I've got no mental disease, but (how did pdoc say it) 'real fear'-based anxiety (insofar as my fear is based in reality, not based on delusion). Loved lorazepam, but kept getting increased until five years later, I was on 4mg/day, and wondered if (1) I was still experiencing stress without the pills, and (2)if I was going to end up needing some extreme dose in the future (30mg/day or something when I'm 70yo). I got a bit scared being "attached" to a pill.

(My PCP told me to think of it as being diabetic, but don't diabetics go up and down with their insulin needs? It's not a steady trend up, like my benzo usage every year.)

I've now weaned down with a new pdoc and am trying some vitamins now for anxiety, and yes addiction sucks, and no I'll never know when or if I no longer needed them. Once you're on a benzo, the pill feeds the problem (you get anxious without it); I get that.

But even now, 6 years in, I'm fully aware that I needed that benzo. It helped me get through some extraordinarily stressful times without panic attacks and huge hospital bills. Withdrawal isn't easy, but I can't imagine how I would have functioned without them. Glad to be getting away from them, but would go back to them if needed one day. You can get off them.

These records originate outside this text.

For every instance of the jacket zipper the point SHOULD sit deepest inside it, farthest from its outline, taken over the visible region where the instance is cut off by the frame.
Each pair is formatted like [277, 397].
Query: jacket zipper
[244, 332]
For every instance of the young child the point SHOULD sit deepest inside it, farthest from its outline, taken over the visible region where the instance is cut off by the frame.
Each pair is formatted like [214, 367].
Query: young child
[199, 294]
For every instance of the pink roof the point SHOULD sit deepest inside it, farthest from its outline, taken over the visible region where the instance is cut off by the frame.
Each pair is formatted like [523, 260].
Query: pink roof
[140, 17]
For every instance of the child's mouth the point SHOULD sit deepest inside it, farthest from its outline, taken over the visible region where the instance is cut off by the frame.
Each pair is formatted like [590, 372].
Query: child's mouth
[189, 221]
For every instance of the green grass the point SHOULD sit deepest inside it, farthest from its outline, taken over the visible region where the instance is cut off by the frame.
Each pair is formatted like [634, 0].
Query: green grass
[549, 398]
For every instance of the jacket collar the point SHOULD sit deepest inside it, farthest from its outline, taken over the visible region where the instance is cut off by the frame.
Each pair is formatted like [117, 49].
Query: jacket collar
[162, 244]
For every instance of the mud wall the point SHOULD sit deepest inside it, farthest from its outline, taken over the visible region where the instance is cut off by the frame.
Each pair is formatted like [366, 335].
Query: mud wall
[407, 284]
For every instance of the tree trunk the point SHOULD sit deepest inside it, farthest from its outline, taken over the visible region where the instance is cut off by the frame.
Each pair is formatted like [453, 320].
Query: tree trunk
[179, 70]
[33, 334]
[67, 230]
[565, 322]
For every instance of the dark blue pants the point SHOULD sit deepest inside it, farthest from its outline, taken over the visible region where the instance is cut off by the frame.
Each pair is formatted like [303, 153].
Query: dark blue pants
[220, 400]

One pdoc had me try a litany of antidepressants; I wasn't a candidate. I was already tachycardic; Zoloft increased my heart rate so that I had to go to the ER (where, guess what they shot me full of, LOL: Lorazepam.) Two tricyclics made me itchy and angry (tried both for over 4 weeks; the longer I stayed on them, the worse the anger got; terrible stuff). Wellbutrin made me hallucinate monkeys and feel 'high'. (Couldn't drive.) And the money spent trying to find a reasonable alternative to the benzo was outrageous.

In retrospect, I don't think benzos are bad, even though I'm addicted to them [physically]. Turns out my elderly dad has been on a small dose of Valium for decades (5mg/day). I think if you get on one and stick to a dose (no matter what!), respect it, it's a cheap, effective means of dealing with anxiety.

Opiates are a whole other story though. I'm just glad I can't take them (half a Percocet makes me throw up for two days), because I've seen the opiate addicts and they're just pitiful. Doctors who write these scripts so easily, over and over again for years, need to be, um, investigated.